The rooms are usually very cheap in price, but they
lack many of the comforts we are used to. Very
small—stove heating—nothing luxurious, but able to
live.
REFLECTIONS
I mention that rooms appear to be comparatively low in price, most likely compared to the price of the student dorms that were meant for (and priced higher) international students.
Stove heating means that you have a ceramic or metal type of stove (think wood burning stove) in the room for heat in the winter. Much better looking than old-fashioned iron radiators that you see in old houses (where I grew up) in the U.S. New houses don't have this old stuff. I believe that the stoves used oil heat but I can't remember. I do remember you turned it on manually, when you wanted heat.
In the middle of a large city like Vienna (and New York City), we are looking for rooms within existing apartments (owner-occupied), not entire apartments—that would be too expensive. I remember that we did not look too far out of the center of the city. I believe that I was looking with my roommate, Pavel.
Craigslist. In an effort to merge the future with the past, I have enlisted Craigslist.org to help in the apartment hunting. They do list Austria. They do list Vienna. (Amazing, this Internet.)
Here are a few 2007 listings for Vienna over these last few days:
• Penthouse studio, 1st district (near St. Stephans) - 1,000 EUR. Looks fine, but very small.
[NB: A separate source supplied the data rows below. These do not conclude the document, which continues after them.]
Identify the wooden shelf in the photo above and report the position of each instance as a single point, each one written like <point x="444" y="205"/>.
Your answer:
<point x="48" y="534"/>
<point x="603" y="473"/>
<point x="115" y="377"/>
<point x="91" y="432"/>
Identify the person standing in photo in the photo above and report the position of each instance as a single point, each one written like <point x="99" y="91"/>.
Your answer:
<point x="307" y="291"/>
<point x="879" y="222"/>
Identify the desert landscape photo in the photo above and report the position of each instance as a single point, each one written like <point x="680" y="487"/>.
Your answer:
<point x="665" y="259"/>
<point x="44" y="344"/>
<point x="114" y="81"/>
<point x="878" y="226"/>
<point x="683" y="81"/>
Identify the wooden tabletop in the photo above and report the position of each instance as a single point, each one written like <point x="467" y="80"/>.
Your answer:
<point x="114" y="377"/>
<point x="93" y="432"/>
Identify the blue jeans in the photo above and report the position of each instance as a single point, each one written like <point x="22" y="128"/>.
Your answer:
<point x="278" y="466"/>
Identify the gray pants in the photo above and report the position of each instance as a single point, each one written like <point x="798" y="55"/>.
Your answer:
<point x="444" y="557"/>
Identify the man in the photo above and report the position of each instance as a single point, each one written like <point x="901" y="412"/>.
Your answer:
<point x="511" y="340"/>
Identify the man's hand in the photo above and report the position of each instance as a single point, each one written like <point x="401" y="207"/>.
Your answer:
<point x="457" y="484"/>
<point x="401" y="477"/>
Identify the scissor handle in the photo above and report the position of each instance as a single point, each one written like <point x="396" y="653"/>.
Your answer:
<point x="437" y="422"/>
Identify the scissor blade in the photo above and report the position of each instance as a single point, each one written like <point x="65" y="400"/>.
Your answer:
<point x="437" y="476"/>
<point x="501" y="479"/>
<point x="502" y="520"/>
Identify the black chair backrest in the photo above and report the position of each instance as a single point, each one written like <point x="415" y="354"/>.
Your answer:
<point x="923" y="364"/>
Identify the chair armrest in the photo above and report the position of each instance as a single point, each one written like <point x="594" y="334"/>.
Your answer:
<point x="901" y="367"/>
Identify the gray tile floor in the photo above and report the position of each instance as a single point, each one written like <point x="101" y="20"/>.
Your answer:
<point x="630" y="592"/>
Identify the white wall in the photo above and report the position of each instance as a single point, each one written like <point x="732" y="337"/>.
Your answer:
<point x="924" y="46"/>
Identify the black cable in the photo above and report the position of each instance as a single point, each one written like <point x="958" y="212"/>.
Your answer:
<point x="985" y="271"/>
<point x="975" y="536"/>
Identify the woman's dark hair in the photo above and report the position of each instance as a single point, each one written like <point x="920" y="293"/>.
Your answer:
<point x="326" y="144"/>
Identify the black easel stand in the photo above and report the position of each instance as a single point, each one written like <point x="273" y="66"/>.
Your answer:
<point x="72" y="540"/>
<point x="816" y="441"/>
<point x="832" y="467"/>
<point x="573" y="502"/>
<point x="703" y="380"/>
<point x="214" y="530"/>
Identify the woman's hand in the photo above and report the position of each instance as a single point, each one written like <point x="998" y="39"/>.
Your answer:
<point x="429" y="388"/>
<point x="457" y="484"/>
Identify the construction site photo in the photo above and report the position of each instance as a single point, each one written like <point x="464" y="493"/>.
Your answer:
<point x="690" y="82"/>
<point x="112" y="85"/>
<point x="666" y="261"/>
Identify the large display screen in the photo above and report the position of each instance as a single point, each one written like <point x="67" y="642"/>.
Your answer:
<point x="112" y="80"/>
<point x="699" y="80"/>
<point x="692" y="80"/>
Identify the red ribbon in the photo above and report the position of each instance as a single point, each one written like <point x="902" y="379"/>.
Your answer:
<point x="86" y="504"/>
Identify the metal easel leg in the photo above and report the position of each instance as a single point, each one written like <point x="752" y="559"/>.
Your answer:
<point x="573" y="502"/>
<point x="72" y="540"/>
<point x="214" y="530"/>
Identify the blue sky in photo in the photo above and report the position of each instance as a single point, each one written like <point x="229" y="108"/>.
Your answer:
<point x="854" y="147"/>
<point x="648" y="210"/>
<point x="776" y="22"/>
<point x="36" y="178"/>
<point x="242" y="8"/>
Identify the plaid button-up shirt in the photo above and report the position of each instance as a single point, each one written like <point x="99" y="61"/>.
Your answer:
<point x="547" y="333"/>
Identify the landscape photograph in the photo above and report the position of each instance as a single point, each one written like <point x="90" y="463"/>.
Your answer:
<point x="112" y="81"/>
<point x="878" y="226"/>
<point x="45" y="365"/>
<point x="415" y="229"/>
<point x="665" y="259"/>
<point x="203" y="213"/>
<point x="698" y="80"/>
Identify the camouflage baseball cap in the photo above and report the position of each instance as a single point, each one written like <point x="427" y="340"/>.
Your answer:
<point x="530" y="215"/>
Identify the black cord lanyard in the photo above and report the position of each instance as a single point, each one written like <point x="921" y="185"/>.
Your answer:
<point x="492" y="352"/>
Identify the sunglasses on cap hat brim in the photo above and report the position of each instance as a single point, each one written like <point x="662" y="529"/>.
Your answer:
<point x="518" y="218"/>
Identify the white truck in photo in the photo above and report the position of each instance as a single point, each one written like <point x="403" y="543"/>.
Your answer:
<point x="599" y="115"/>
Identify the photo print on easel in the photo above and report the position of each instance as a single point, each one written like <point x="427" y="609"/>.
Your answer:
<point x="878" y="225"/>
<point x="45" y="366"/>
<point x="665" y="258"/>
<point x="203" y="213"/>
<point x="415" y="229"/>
• 2 BR cosy, spacious apartment (across from Schönbrunn Palace) – 1,250 EUR. Cosy and spacious are contradictory but that’s ok. Looks very nice, but small. I wonder if Schönbrunn Palace is renting.
• Cheap nice accommodations in the heart of Vienna – 200 EUR. Must be an apartment rental service. For short trips. Actually not a bad idea. That would be nice to go and stay a month, without having to pay a hotel. For a week—a hotel.
Do you remember the Hotel Sacher, right next to the Vienna Opera, that I mentioned in the first few days of this journal? I had a coffee here for 22s or something like that. I just checked Expedia.com for Vienna and found them. Rates for September 2007 are $768.27 PER NIGHT. Holy cow! Now I know why only royalty stays there. It IS FIVE STARS and looks pretty exclusive. Probably worth it.
I am not certain if the Austrians still use the Austrian schilling (probably not), since they are an EU member where the Euro reigns supreme. FYI – the U.S. dollar reigns in the poo-poo-house when compared to the Euro nowadays. It’s pathetic—I can’t afford to live in the U.S., I can’t afford to travel to Europe. What to do?
We’ll compare the above 2007 rates to whatever I paid in 1971 in the near future.
Is it comforting to know that some things never change? Apartment hunting is not fun now, it wasn’t fun 36 years ago.